A) Structural neighbors of hypothetical protein TT1426 (PDB 1wd5) according to TM-align. The image was generated by multidimensional scaling in the same way as Figure 4A. Proteins annotated with GO term GO:0016757 (glycosyltransferase activity) are colored yellow and they form a large group on the lower left, where the query is also located. The glycosyltransferase group is subdivided into subgroups. In general these subgroups are associated with different substrates, in particular adenine phosphoribosyltransferase (d1l1qa, d1g2qa), uracil phosphoribosyltransferase (d1o5oa, d1a3c), or xanthine/hypoxanthine/guanine phosphoribosyltransferases (d1nula, d1hgxa, d1dqna, d1j7ja, d1bzya). Proteins not annotated with GO∶0016757 are colored grey. They are less structurally related to the query than the glycosyltransferases, and accordingly they group separately on the right and top. B) Structural superposition of query TT1426 (PDB 1wd5 [41] in light blue) and the nearest neighbor, xanthine phosphoribosyltransferase (ASTRAL d1nula [45] in gold). The conserved 5-phosphoribosyl-1-pyrophosphate (PRPP)-binding motif characteristic of type I PRTases is colored pink in 1wd5, and violet in d1nula. Residues Arg32 and Lys56 in the query 1wd5 are shown in blue sticks. They are likely to be functionally relevant (involved in binding the pyrophosphate [41]). The structurally equivalent residues in the nearest neighbor are shown in orange. The structural differences in helices α3 and α4, as well as in the substrate binding C-terminal hood region (helices α7 and α8), indicates that they might have different substrates.
Figure 9.
Selective and Consensus Combination Schemes.

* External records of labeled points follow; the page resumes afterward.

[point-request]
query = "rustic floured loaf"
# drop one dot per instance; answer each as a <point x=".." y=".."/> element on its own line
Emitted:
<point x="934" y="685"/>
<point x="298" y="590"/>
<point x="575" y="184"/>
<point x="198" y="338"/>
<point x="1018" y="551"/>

Examples of selective (A) and consensus (B) raw score combinations. (A) and (B) both show a subgraph of the full gene ontology. Raw function conservation scores were mapped to specific GO terms (red). We compute combined function conservation scores for more general GO terms (orange) using the selective and consensus combination schemes. Grey nodes indicate GO terms, that were not predicted by the method.